File Integrity Assessment via SSH Article - Sysadmin Article
Hal Pomeranz has an interesting article on File Integrity Assessment via SSH over at sysadmin magazine (well worth a subscription). At my last job a couple of us discussed doing something similar so I enjoyed the article; it’s nice to see someone actually implement the damn thing.
The basic idea addresses one of the implicit weaknesses with FIA tools. You give the attacker an obvious target to try and subvert. While there are little tricks you can employ to make their life harder (add a false positive so if they replace the binary with a fake it doesn’t report everything you’d expect etc.) Hals technique moves the whole FIA setup off the machine. You only copy the FIA tools in when you’re going to run the scan. This won’t stop kernel level hacks written just for screwing with FIA but it does raise the bar a fair bit.

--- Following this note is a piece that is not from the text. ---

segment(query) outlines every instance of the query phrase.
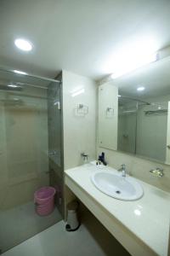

One of my suggested tweaks for this would be to replace the null passphrase root SSH. Firstly I dislike allowing root to SSH to a machine. Secondly, keys with no passphrase are often a bad thing. While SSH agent can make them better, a non-privileged account, sudo and the NOPASSWD option are often a better choice.
The config in ‘/etc/sudoers’ will make it easier for a competent attacker to work out what’s going on (although to make life harder you can still rename commands as mentioned in the article) but this is better than allowing such a dangerous entry point to all your systems.